The Irish government wants the embattled European trade commissioner, Phil Hogan, to quit or be sacked after concluding he flouted coronavirus regulations during a golfing break in Ireland.
The Green party leader, Eamon Ryan, part of the ruling coalition, on Wednesday said the government had lost confidence in Hogan.
The commissioner breached quarantine and other rules and had delayed offering an explanation and apology, Ryan told RTE’s Morning Ireland.

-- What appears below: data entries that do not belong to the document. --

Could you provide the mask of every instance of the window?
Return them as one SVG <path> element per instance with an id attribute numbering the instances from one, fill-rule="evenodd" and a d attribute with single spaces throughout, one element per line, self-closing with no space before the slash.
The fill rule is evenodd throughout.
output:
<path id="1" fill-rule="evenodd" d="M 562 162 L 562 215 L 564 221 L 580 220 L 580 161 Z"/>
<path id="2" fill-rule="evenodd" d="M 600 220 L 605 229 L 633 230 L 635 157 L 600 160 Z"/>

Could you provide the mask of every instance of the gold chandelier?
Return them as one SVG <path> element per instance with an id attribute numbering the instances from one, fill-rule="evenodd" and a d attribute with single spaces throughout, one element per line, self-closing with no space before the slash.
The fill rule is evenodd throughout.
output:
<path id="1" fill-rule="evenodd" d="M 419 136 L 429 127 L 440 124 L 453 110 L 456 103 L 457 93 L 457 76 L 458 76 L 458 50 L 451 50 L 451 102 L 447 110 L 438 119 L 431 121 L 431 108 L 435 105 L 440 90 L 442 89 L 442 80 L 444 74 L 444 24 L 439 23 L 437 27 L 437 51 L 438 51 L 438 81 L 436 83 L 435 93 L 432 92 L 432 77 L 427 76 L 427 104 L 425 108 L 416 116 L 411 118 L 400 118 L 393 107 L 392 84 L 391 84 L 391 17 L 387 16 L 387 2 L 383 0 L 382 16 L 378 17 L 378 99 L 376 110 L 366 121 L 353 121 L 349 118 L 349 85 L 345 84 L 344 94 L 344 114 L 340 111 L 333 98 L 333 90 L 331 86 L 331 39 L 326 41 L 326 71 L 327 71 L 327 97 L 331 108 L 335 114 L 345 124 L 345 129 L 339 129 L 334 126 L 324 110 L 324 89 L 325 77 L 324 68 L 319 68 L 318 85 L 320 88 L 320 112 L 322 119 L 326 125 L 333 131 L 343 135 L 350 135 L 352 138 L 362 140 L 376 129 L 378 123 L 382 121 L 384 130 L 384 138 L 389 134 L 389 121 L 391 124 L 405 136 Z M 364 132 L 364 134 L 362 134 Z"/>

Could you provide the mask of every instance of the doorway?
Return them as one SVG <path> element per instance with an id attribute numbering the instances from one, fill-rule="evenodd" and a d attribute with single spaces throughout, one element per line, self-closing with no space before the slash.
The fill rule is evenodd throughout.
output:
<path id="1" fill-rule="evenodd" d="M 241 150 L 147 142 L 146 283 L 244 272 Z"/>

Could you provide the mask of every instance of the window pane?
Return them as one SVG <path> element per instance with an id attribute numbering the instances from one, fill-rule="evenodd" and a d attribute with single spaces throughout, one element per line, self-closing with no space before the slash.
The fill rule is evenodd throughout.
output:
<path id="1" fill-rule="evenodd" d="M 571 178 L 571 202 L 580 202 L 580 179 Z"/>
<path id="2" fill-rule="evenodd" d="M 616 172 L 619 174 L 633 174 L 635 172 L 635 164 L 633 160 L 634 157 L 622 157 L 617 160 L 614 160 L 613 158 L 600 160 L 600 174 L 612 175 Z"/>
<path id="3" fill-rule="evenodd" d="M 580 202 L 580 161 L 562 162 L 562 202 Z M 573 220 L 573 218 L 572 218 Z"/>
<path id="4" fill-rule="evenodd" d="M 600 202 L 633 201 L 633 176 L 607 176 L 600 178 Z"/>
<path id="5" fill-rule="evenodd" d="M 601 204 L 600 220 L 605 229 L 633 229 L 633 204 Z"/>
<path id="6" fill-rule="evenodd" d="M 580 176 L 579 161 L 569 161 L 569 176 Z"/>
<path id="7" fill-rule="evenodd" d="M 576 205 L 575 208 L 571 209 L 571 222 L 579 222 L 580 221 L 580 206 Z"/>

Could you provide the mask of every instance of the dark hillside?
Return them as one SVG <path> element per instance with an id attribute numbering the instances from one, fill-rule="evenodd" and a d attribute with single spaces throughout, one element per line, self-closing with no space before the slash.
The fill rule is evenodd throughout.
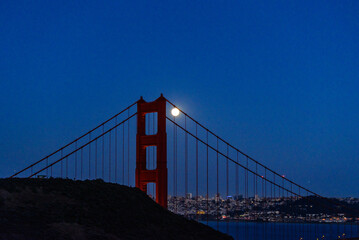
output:
<path id="1" fill-rule="evenodd" d="M 102 180 L 0 179 L 0 239 L 232 239 Z"/>

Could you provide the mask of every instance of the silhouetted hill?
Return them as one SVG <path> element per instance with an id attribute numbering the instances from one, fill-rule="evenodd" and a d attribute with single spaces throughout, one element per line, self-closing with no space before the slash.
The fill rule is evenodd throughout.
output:
<path id="1" fill-rule="evenodd" d="M 0 179 L 0 239 L 232 239 L 137 188 L 102 180 Z"/>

The health minister, Stephen Donnelly, told the same programme Hogan should “consider his position”.
The comments followed a joint statement on Tuesday night from the taoiseach, Micheál Martin, the deputy prime minister, Leo Varadkar, and Ryan that said Hogan breached public health guidelines.
“People are correctly angered by these actions given the sacrifices so many have made to adhere to public health guidance,” it said. “In addition, his delayed and hesitant release of information has undermined public confidence.”
The hardening mood in Dublin however came with acknowledgement that Hogan’s fate would be decided in Brussels by the European commission president, Ursula von der Leyen.
Hogan attempted to douse the controversy and save his job in a media interview on Tuesday but ended up tacitly admitting he had violated quarantine rules.
He also published a timeline of his movements in Ireland from 31 July to 22 August and gave about 20 pages of documents with additional details to Von der Leyen.
She is under pressure to sack Hogan, an Irish political veteran who moved to Brussels and is the EU’s key figure in Brexit talks, but doing so would set an awkward precedent.
The row erupted after it emerged Hogan joined more than 8o people, including politicians and a supreme court judge, at a golfing dinner in Clifden, ounty Galway, on 19 August.
The event breached Covid-19 regulations and prompted a public outcry that continues to swell. Several attendees resigned from their positions, including Dara Calleary, the government’s agriculture minister. Police are investigating the event.
Hogan apologised, saying the gathering was wrong and he should not have attended, but he has refused to resign, insisting he respected regulations during the rest of his three-week visit to Ireland. Drip-drip disclosures, however, have undermined that claim.
In Tuesday’s interview – his first since the affair broke – Hogan told RTE he had made big mistakes and was very embarrassed, but again insisted he had broken no rules.
He said he had arrived in Ireland on 31 July and travelled to his temporary residence in county Kildare before being admitted on 5 August to a Dublin hospital, where he tested negative for Covid-19 before being discharged on 7 August.
He returned to Kildare, which was in lockdown because of a surge in infections, and over the next two weeks visited counties Limerick, Roscommon, Kilkenny and Galway before returning to Brussels.
“I am satisfied arising from the test that I did that proved it was negative that I was no risk to anybody,” Hogan said.
Told by RTE’s interviewer, Tony Connolly, that as a traveller from Belgium, a high-risk country, rules state he should have remained in self-isolation even after a negative test, Hogan said: “Well, I don’t accept that.”
The Department of Health later confirmed that a person must restrict their movements for 14 days if they travel from a country not on Ireland’s green list. Belgium is not on it.
Last week a commission spokesman claimed Hogan had completed his quarantine in Kilkenny. That unravelled when the police notified the government that a garda stopped and cautioned Hogan for using his mobile phone while driving in Kildare.
Hogan told RTE he was exempt from Kildare’s lockdown restrictions because of essential work negotiating tariff reductions with the US, and he had to collect handwritten notes at his residence.
Asked whether this was an effort to conceal a golfing holiday, Hogan said he was able to organise his outings to make sure he had time to work in the evenings.